# Quick band cutting jig



## StringSlap (Mar 2, 2019)

For me, cutting bands is a necessary evil, a chore. Anything I can do to speed up the process is fine by me. Just bought some 1/2" and 3/4" aluminum flat bar to use as a template. Just need to add 5/8". Took a piece of the 3/4 and attached it to the edge of some scrap pine. Butt everything against it and cut away. I can now have a bandset ready to go in less than 30 seconds. Simple but works perfectly.


----------



## Island made (Aug 14, 2019)

Simply genius! Great idea. I’m one of the weird ones.....I absolutely love cutting bands. And I gotta cut it a little different every single time just to try and improve them a little.
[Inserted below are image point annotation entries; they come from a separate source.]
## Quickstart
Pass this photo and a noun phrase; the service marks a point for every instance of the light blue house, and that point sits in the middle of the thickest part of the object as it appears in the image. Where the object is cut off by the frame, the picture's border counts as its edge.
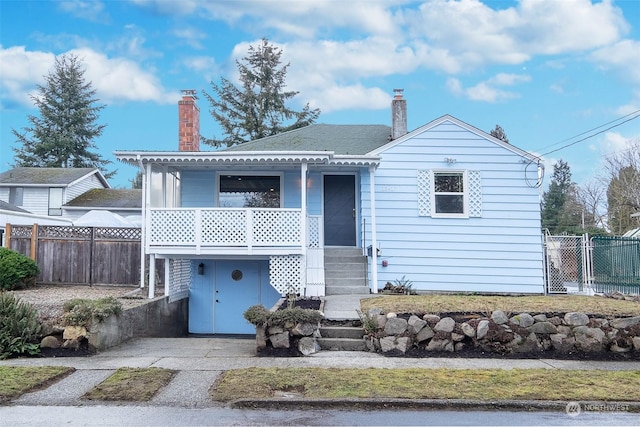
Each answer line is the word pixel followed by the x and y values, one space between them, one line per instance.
pixel 447 206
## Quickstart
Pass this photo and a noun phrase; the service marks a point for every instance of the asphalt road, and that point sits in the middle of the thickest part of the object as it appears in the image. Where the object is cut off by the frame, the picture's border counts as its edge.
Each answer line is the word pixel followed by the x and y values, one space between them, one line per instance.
pixel 171 416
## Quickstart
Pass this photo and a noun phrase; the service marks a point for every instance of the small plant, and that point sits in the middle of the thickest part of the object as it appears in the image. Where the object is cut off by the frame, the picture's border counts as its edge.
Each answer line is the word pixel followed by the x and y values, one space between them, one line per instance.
pixel 19 327
pixel 257 315
pixel 369 323
pixel 81 312
pixel 16 270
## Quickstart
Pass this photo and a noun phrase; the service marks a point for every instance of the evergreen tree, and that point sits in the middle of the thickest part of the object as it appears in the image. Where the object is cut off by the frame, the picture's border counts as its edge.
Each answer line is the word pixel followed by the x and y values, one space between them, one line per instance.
pixel 499 133
pixel 256 109
pixel 63 134
pixel 561 209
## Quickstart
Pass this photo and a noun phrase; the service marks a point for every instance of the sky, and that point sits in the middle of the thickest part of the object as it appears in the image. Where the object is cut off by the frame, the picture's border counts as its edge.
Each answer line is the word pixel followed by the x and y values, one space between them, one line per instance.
pixel 561 77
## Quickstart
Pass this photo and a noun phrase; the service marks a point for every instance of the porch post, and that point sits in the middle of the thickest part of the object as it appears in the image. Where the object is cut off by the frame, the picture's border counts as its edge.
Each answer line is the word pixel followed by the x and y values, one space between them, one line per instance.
pixel 303 224
pixel 374 237
pixel 152 276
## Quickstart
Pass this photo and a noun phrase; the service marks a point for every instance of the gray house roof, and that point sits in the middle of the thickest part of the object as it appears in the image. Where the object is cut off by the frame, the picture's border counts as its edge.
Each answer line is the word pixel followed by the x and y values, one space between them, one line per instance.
pixel 340 139
pixel 9 207
pixel 108 198
pixel 47 176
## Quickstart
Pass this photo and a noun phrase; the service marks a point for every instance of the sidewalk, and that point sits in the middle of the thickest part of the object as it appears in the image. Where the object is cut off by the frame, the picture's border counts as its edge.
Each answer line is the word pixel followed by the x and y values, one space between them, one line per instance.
pixel 200 361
Again...I’m weird


----------



## Tobor8Man (Nov 19, 2020)

Excewllent. Oddly, I am w/ Island Made - cutting bands is relaxing.


----------



## StringSlap (Mar 2, 2019)

Tobor8Man said:


> Excewllent. Oddly, I am w/ Island Made - cutting bands is relaxing.


Y'all are weird!


----------



## MakoPat (Mar 12, 2018)

Island made said:


> Simply genius! Great idea. I'm one of the weird ones.....I absolutely love cutting bands. And I gotta cut it a little different every single time just to try and improve them a little. Again...I'm weird


I am with Shane and Tobor8man. I love making sets and exploring options... My favorite is Bone's from SSC... but this is awesome.

Simple and genius design.


----------



## Tobor8Man (Nov 19, 2020)

1



StringSlap said:


> Tobor8Man said:
> 
> 
> > Excewllent. Oddly, I am w/ Island Made - cutting bands is relaxing.
> ...


I prefer to refer to myself as idiosyncratic. But weird is equally accurate.


----------